All in all, it was a nice break, away from my desk, looking at what Fall is like in this neck of the woods.



P.S. now I need to find a candle pin and/or boccie ball for my collection.

September 30, 2010

Not very Interesting

I went to the Bay of Fundy to see this; a Tidal Bore. Not exactly what I had envisioned when I was about 12 years old. I guess my younger self thought it would be more of a wall of water rushing along. OK, I waited 54 years to see the ocean run upstream in the Bay of Fundy. I can cross it off of my life list of things to see and do!



The fossil beaches in the Joggins area of Nova Scotia were quite interesting and I could have spent many more hours combing the beaches for interesting tidbits.



We had to watch the tides as there is about a 30 ft difference between high tide and low tide.

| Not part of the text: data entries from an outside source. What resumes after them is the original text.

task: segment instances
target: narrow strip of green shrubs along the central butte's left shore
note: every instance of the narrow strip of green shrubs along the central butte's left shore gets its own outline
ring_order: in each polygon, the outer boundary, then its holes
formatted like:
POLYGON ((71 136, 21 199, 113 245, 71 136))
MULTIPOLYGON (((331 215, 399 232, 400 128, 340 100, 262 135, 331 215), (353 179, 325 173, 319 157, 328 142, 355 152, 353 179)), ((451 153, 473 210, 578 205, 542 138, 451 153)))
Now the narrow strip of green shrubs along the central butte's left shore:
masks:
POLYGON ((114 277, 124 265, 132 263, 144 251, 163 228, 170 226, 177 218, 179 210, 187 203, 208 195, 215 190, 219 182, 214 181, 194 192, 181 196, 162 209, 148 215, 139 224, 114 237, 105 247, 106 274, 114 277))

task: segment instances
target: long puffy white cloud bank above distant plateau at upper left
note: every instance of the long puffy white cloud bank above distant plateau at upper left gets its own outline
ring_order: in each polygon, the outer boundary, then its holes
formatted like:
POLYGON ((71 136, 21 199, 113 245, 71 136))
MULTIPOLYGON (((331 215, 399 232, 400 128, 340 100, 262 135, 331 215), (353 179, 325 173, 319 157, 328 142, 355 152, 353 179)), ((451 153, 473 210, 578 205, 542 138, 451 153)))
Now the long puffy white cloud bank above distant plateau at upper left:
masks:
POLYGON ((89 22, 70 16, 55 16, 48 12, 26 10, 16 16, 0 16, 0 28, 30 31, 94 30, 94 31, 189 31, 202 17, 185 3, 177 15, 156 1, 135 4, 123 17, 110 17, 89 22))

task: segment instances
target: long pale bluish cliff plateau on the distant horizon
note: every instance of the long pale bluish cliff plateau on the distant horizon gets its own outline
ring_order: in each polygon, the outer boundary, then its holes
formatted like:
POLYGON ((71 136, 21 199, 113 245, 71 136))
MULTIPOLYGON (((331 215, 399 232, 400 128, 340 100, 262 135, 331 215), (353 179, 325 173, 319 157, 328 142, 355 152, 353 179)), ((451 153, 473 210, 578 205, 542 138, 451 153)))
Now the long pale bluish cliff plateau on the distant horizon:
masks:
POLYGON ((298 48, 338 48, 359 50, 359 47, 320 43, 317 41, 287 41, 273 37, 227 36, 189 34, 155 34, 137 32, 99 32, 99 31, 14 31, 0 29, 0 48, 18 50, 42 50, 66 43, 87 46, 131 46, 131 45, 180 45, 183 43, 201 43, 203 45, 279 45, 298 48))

If not careful, you could find yourself all the way around the bank to the right with no way to get back without swimming.


Here's a record of what was growing many years ago in the dawn of time. Beautiful fossil patterns in the shale.






Like sea glass, these pieces of coal have been washed, smoothed and rounded by the water and tide action. I thought they might make a different and interesting pendant with a beaded bezel. I need to figure out if they would be hard enough to withstand the wear.






Not everyone is interested in the flotsam that washes up. I am and came home with rocks, rusted iron and pieces of driftwood. I guess if I ever find them in the way I can burn them for a bit of warmth.

I like what NanC Meinhardt does with sticks and beads. I may well try my hand at some freeform beading around one of these pieces of driftwood.



I could show you many more photos of water and scenery, but it
was my vacation and I hate to bore people with loads of vacation photos. I'll leave you with one beautiful touch of color on a very gray day. Nice wooden chairs, painted great colors.